National coordinator for Civil Society Agriculture Network (Cisanet), Victor Mhoni, says the drought has placed a spotlight on Malawi’s reliance on maize as a staple food crop.

“As long as we continue to fill our food basket with maize only and rely on rain-fed agriculture, we are still a vulnerable country,” says Mhoni.

Apart from maize, Malawi also grows food crops such as cassava, rice and potatoes. But there is a tradition among Malawians to say that they have not eaten anything when they have had cassava or potatoes for lunch. Nsima (pap), which is made from maize flour, is the favourite meal.

Mhoni also accuses government of perpetuating this reliance on maize for food by encouraging farmers, especially those in districts that do well in other crops, to grow maize. Ministry of agriculture officials told IPS that there are no statistics yet about the number of farmers that have moved to maize farming from other crops.

But a good example is Likoma Island on Lake Malawi. Before the farm input subsidy programme started in 2005, people here used to rely on cassava for food. Now the island largely grows maize, which is slowly replacing cassava as the staple food crop for the 10,000 inhabitants.

“Our farm input subsidy programme has been about maize and fertilisers all across the country even in places that rely on rice and sorghum.
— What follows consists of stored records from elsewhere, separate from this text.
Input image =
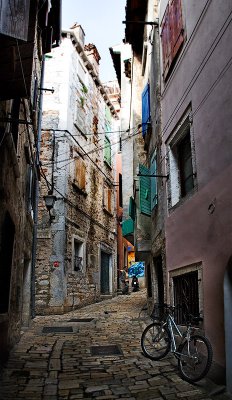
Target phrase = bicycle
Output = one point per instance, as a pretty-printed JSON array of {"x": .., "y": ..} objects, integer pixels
[{"x": 194, "y": 353}]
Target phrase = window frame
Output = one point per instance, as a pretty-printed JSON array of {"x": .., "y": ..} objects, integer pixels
[
  {"x": 107, "y": 151},
  {"x": 107, "y": 199},
  {"x": 175, "y": 194},
  {"x": 181, "y": 272},
  {"x": 79, "y": 179}
]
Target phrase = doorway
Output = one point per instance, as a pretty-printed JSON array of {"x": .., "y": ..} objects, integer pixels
[
  {"x": 105, "y": 273},
  {"x": 158, "y": 265},
  {"x": 6, "y": 253}
]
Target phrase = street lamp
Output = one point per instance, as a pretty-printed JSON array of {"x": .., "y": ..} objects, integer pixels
[{"x": 49, "y": 202}]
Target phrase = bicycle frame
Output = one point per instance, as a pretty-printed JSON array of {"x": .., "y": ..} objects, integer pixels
[{"x": 172, "y": 326}]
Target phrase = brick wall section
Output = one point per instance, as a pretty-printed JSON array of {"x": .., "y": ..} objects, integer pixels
[{"x": 70, "y": 118}]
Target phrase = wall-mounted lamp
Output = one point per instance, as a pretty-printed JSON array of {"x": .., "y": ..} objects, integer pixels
[{"x": 49, "y": 202}]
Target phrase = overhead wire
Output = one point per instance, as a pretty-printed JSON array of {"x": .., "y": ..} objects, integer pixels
[{"x": 68, "y": 201}]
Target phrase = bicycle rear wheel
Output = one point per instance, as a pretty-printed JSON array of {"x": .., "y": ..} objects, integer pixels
[
  {"x": 155, "y": 341},
  {"x": 195, "y": 359}
]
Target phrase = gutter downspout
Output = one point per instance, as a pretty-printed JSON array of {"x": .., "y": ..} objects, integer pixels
[{"x": 36, "y": 196}]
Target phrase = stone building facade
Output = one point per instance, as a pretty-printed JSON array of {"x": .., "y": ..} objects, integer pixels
[
  {"x": 77, "y": 242},
  {"x": 23, "y": 46}
]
The programme, in spite of its good intentions, has promoted that heavy dependence on maize and when it falls short, we are all suffering,” says Mhoni,

Mhoni, however, says the surplus of the past four years means that government will not be importing maize to feed people. Instead, local reserves will be purchased and distributed thereby ensuring that aid will reach those in need faster.

Government says it has stockpiled 140,000 tonnes of maize in the national grain silos found in the three regions of the country. It will also purchase an additional 30,000 tonnes of the grain from estate farmers and traders. The Agriculture Development and Marketing Corporation, a state-run farm produce marketer, says it has stockpiled 45,000 tonnes of maize.

Apart from mid-financial year grants from donors (donor support contributes to 40 percent of Malawi’s annual national budget), the relief fund is also reliant on the Malawi Revenue Authority.

“The (76 million dollars) provision is only an estimate. The full extent of the need is yet to be determined,” says minister of finance, Ken Kandodo.

But Bamusi says if people like Yunus are to be reached, food needs to be widely distributed.

“This money should bring the food to locations where those people that need it get it easily. It must also deal with the issues of pricing because to have food brought into an area is one thing and to have people being able to buy it is another,” he says.

During harvest time when there is a large supply of maize on the market, it sometimes sells at 20 cents per kilogramme. Currently, maize sells at around 40 cents per kilogramme.

Yunus, however, would have preferred a harvest to aid.

“I have been harvesting enough in the past years and was able to sell some to buy a few things for my family. Now I can see how much suffering we will go through if I harvest nothing, if Mulanje harvests nothing. Maize is everything for me,” Yunus says.